Mr. Sironka said they target to involve 1,592 villages in the county, which have already been mapped out in sanitation issues in a bid to sensitize the communities on the importance of use of toilets.
He said his office was working with various stakeholders such as World Vision to realize this goal.
The programme has already declared 56 villages open defecation free.
He said 99 per cent of people in Narok County defecated in the open due to lack of information and they intend to ensure that the county is free from open defecation by August 2018.

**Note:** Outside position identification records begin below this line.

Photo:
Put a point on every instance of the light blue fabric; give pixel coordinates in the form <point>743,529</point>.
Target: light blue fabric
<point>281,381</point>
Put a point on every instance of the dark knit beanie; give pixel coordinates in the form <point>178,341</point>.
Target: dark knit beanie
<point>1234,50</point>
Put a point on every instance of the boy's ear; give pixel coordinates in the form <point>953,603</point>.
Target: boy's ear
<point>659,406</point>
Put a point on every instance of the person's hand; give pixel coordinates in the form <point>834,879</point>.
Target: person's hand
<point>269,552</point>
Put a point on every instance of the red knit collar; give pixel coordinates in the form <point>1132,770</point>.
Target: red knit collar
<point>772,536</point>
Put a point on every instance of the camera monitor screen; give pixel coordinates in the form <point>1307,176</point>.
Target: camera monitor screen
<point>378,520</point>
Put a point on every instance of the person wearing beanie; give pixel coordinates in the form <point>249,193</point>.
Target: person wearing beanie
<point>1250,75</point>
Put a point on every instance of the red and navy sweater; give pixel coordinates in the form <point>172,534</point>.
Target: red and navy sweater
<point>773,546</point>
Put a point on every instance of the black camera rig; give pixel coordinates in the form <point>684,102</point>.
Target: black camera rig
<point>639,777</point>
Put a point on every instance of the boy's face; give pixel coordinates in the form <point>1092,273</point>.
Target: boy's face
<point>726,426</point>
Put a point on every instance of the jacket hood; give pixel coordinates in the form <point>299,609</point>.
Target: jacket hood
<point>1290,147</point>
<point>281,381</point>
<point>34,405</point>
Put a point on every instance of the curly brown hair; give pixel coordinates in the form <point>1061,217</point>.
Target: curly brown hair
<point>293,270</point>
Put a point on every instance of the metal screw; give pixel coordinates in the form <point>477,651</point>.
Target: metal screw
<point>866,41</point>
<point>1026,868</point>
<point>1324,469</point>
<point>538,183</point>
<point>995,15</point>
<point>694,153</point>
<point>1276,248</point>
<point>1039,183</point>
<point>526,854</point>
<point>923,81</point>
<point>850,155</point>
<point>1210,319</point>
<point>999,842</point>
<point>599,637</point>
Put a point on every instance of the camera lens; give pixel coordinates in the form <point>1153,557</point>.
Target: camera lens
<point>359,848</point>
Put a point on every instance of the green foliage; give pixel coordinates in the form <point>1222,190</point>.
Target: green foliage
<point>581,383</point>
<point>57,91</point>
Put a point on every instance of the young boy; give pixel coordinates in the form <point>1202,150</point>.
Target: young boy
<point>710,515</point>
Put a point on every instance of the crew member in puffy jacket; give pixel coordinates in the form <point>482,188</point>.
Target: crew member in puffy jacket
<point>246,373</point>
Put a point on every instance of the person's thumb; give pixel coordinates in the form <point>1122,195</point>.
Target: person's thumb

Mr. Sironka noted sanitation related diseases such as Trachoma, cholera, and diarrhea were among the top ten diseases in the county and could only be eradicated if proper sanitation is observed.
Narok County has been ranked second in the country after Turkana, where residents have been affected by Trachoma, a disease that is caused by a fly known as Musea Sorbens which mainly spreads the infection from faeces.
Mr. Sironka however cited challenges to the implementation of the programme, which range from culture, ignorance and funding, among others.
Older men are culturally not allowed to share toilet facilities with their young daughters. This therefore calls for more than one toilet facility in a home, said the officer.
He said the programme is collaborating with stakeholders to construct sanitary facilities around boreholes and watering points in a sensitization move.
He called on the County Government to facilitate his department which is now devolved to meet the sanitation needs of the residents in order to avert disease outbreaks.